Вышел на поляну. Темень. Редкие деревья стоят с высокими до неба стволами, и там далеко вверху распушиваются кроной, которая вся мерцает голубыми летающими светляками, над которыми – другие огни, недвижные, звездные. Как женщины стоят на одной ноге в этих легких коротких сорочках. Поддевочка неба. А в зарослях, наверно, бродит медведь, складывая губы колечком. Гуруджи просил не отходить ночью от хижины. Следов действительно много. Черная мадонна сидела контражуром на верхней ветке. Вчера? И рогатый садху, бросивший семью и ушедший лесными лестницами просветлений. И дерево-сизиф с камнем в сердце. И два мотылька, замершие в дрожи соитья. А мы думаем, что нас лишь двое в близости, а не весь мир вместе с нами приходит в движение, где мы лишь отголосок тех мотыльков. И хриплые души обугленных католиков в красных кардинальских чепчиках, пролетевшие по небу, крича голосами ибисов. И стреноженный мальчик с диким лаймом на темени. И деревья в нижних юбочках неба. И вдруг – эти четверо с волшебными торбами, и ночь, над которой навсегда останется незримая охранная завеса. И наутро я найду себя свернувшимся на земле, как пес, у догорающего костра. А тот, кто был мной и видел, и слышал все это – будет плыть высоко-далеко надо мной, над лесом, над и сквозь, когда, казалось, уже нет ни меня, ни времени, ни смерти.

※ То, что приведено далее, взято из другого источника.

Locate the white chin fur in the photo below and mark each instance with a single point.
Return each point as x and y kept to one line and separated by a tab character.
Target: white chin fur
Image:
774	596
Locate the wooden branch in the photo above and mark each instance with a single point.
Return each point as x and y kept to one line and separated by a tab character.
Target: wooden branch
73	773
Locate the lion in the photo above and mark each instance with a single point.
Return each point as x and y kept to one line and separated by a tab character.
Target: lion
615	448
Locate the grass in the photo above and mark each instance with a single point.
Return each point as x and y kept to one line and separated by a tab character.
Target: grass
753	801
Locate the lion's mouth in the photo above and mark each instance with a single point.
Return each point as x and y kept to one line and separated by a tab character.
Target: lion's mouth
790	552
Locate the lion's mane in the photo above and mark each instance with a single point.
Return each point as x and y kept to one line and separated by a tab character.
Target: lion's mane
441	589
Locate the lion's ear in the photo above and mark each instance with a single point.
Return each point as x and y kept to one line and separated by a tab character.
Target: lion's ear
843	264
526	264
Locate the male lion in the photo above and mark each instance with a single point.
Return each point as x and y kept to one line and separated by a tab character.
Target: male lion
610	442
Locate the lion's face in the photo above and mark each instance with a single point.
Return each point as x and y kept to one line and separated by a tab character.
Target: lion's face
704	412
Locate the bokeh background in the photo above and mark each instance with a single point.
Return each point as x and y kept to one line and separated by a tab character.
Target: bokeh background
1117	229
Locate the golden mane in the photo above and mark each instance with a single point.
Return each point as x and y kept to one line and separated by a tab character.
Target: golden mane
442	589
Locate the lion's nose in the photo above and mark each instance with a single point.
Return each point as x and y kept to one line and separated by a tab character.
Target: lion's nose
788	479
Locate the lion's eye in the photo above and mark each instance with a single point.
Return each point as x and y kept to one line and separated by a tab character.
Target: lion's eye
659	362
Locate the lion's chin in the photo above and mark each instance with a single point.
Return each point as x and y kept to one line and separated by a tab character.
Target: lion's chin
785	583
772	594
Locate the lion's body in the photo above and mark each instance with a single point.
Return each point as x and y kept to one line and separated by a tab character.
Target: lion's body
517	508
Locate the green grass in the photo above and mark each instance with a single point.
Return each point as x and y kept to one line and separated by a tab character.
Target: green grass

Вот если был бы тот свет, и я оказался там у этого же костра на бесконечную ночь, на веки вечные, без надежды увидеть родных и близких, в чужом краю, в лесу, с этими людьми, ни слова не говорящими ни на одном из известных мне языков, в этой музыке… я бы счел это необычайной милостью к моей судьбе. Так ведь я уже и живу веки вечные здесь в этой хижине. И странно, но даже не знаю их имен. Как и они моего. Это и не приходит в голову. То есть где – внутри себя? Внутри себя тебе твое имя не нужно. Эта разметка важна, когда вступаешь в отношения с чем-то внешним. А тут – ничего внешнего, даже «я» нет, вернее, может, и есть, но формы его не отчетливы, да и в конце концов не существенны, есть эта хижина, музыка, их лица, голос, огонь, это и есть ты. И, кажется, мне удалось это снять на камеру – недолго, всего несколько минут, но удалось. Не то зримое, что было перед глазами, а в согласии с дыханьем того, что на самом деле происходило. И лицо этой девочки в отблесках костра.
Эти слова сложились наутро, когда бродил по лесу, и подумал, что можно бы взять к ним десять-пятнадцать секунд той съемки с крупным планом ее лица, но опубликуй это, и люди будут держать молчаливую дистанцию. Инцест, в каком бы смысле он ни был помянут. Не объясняться же перед этими па публичного этикета. Что, мол, четыре с половиной миллиарда лет – единица измерения жизни мироздания в индуизме, равная дню Брахмы, творца мира. После чего мир разрушается и создается вновь. И таких дней немало. Это общеизвестно. В прошлом веке по периоду полураспада урана был вычислен возраст Земли – около этой же цифры. У начала времен лежит инцест, биологически, иначе вряд ли могло произойти. Индуизм интуитивно это почувствовал и наделил творца мира инцестуальной связью со своей дочерью, для этого они оба приняли облик нильгау. Метафорически, творец мира вступает в связь с самим собой.